For a long time, my entire sense of progress (and self-worth) was tied to a to-do list.
Every day started with it.
Every day ended with it.
And if I hadn't crossed enough off — the day felt wasted.
It didn't matter if I'd had a great conversation with a client.
Or made an important decision for the business.
Or been genuinely present with my family that evening.
If the list wasn't shrinking, I felt behind.
And the brutal truth about a to-do list?
It never shrinks.
You cross one thing off and two more appear.
It's a game you can never win.
And I was playing it every single day.
The exhaustion wasn't just physical.
It was the constant feeling of never being enough.
Never doing enough.
Never getting on top of it.
My wife could see it.
My team could feel it.
And deep down, I knew something had to change.
So I stopped measuring my days by what I got done.
And I started asking a different question at the end of each day:
Did I show up as the person I wanted to be today?

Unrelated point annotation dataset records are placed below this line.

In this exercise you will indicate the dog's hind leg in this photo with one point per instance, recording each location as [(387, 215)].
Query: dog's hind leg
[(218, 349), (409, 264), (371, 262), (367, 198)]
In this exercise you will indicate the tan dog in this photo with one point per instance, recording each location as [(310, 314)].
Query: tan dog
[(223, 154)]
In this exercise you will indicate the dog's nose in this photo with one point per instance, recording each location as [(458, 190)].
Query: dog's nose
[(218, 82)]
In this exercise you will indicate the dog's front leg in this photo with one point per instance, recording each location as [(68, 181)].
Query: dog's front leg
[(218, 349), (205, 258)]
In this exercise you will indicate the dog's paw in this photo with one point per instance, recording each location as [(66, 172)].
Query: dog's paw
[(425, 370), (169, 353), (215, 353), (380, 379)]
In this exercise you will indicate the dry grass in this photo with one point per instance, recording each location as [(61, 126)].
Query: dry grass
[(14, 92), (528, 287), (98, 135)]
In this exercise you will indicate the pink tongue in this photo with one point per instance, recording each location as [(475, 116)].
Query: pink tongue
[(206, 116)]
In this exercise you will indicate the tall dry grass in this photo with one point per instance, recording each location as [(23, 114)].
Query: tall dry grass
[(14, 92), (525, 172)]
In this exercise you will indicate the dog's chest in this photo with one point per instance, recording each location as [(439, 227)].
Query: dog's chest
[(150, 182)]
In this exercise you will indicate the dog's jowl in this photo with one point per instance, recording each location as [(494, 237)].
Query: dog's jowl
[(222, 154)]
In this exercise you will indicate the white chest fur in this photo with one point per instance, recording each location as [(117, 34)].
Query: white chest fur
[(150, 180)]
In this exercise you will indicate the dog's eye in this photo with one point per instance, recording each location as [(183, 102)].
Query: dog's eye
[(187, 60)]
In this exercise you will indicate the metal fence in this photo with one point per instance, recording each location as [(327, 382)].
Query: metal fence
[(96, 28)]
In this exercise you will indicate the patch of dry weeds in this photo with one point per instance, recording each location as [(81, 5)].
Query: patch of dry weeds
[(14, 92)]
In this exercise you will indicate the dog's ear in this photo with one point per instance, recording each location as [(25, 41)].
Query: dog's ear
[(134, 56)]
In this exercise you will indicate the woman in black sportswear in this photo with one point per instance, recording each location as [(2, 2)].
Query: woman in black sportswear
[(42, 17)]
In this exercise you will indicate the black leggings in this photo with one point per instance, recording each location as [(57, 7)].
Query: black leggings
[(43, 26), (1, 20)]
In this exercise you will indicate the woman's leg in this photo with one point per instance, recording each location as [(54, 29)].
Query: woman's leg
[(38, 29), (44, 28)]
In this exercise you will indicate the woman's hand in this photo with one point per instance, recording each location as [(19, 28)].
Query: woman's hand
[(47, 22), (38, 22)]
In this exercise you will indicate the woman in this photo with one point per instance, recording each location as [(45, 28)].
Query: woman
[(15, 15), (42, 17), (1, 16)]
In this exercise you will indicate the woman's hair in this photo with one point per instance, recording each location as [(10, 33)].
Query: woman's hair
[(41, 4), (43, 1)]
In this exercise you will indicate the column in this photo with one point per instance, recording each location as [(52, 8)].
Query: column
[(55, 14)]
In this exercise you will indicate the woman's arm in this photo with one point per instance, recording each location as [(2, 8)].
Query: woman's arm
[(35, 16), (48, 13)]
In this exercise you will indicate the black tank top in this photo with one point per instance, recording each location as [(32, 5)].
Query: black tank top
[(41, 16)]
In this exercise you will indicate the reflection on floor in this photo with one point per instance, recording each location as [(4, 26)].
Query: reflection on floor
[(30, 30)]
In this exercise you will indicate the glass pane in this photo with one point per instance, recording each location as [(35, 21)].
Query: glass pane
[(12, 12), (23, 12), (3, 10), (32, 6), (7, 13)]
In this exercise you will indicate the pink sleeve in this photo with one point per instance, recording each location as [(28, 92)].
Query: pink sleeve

Was I present with my family?
Did I lead my team well?
Did I make progress on what actually matters?
Did I take care of myself?
That shift sounds simple.
But it changed everything.
The to-do list didn't disappear. But it stopped owning me.
I became calmer.
More focused.
More intentional about where my time and energy actually went.
And ironically — the business moved faster.
Because I stopped being busy and started being deliberate.
So if you're measuring your days by how much you got done —
And it never feels like enough —
Try asking a different question tonight.
Not "what did I tick off?"
But "did I show up as the person I wanted to be today?"
It's a better measure of a life well lived.